Interpolation of analytic function on unit disk Been thinking about this problem for a long time without any progress, can someone help?
Consider a bounded function $f: \mathbb{D} \rightarrow \mathbb{D}$ with the following property : for every finite sequence $z_1, z_2, \dots z_n \in \mathbb{D}$, there exists an analytic function $g: \mathbb{D}\rightarrow \mathbb{D}$ such that $g(z_j)=f(z_j)$ for $j=1,2,\dots, n$. Show that $f$ itself is analytic.
Thanks
 A: Let $z_n$ be a sequence with $z_n \to z_0 \in \mathbb D$.  Using the Cauchy 
integral formula, there are constants $K$ and $\epsilon > 0$ such that any analytic function $g: {\mathbb D} \to {\mathbb D}$ has 
$$\left| \dfrac{g(z) - g(z_0)}{z - z_0} - g'(z_0) \right| \le K |z - z_0| 
\text{ for } |z - z_0| < \epsilon $$
and thus for $n$ and $m$ large enough,
$$ \left|\dfrac{g(z_n) - g(z_0)}{z_n -z_0} - \dfrac{g(z_m) - g(z_0)}{z_m - z_0}\right| \le K (|z_n - z_0| + |z_m - z_0|)$$
Since there is such a $g$ with $g(z_0) = f(z_0)$, $g(z_n) = f(z_n)$ and $g(z_m) = f(z_m)$, the same is true with $g$ replaced by $f$.  But that says 
$\dfrac{f(z_n) - f(z_0)}{z_n - z_0}$ forms a Cauchy sequence.  If the limit is 
$L$, we must have $$\lim_{z \to z_0} \dfrac{f(z) - f(z_0)}{z - z_0} = L$$
i.e. $f$ is differentiable at $z_0$ with $f'(z_0) = L$.
A: This is my idea: let $\{z_n: n\geq1\}$ be any countable dense subset of $\mathbb D$. For each $n$ let $g_n$ be a holomorphic function from $\mathbb D$ into $\mathbb D$ such that $g_n(z_k)=f(z_k)$ for $k=1,\dots,n$. Then the sequence $(g_n)_{n\geq1}$ is uniformly bounded, so by Montel's theorem there is a holomorphic function $h:\mathbb D\to\mathbb C$ and a subsequence $(g_{n_k})_{k\geq1}$ such that $g_{n_k}\xrightarrow{k\to\infty}h$ uniformly on compact subsets of $\mathbb D$, and $h$ is holomorphic.

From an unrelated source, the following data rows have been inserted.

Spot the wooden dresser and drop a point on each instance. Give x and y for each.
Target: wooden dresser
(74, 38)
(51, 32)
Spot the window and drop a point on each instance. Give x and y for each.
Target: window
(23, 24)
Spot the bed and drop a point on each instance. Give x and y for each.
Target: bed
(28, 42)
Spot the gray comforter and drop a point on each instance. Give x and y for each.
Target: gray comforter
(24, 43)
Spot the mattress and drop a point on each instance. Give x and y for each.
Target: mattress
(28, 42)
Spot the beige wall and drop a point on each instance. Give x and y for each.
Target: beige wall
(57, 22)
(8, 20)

If $m\geq1$ then for all $k$ such that $n_k>m$ we have $g_{n_k}(z_m)=f(z_m)$. Taking $k\to\infty$ we obtain $h(z_m)=f(z_m)$, and so $h$ and $f$ agree on a dense subset of $\mathbb D$.
Let $z_0\in\mathbb D$ such that $z_0\ne z_m$ for all $m\geq1$. We repeat the previous construction, now including $z_0$ into the dense subset of $\mathbb D$. We obtain a holomorphic function $\tilde h$ defined on $\mathbb D$ such that $\tilde h(z_m)=h(z_m)=f(z_m)$ for all $m\geq1$, and $\tilde h(z_0)=f(z_0)$. By continuity of both $h$ and $\tilde h$ we conclude that $h=\tilde h$, and so $h(z_0)=\tilde h(z_0)=f(z_0)$, which shows that $h=f$. Am I wrong?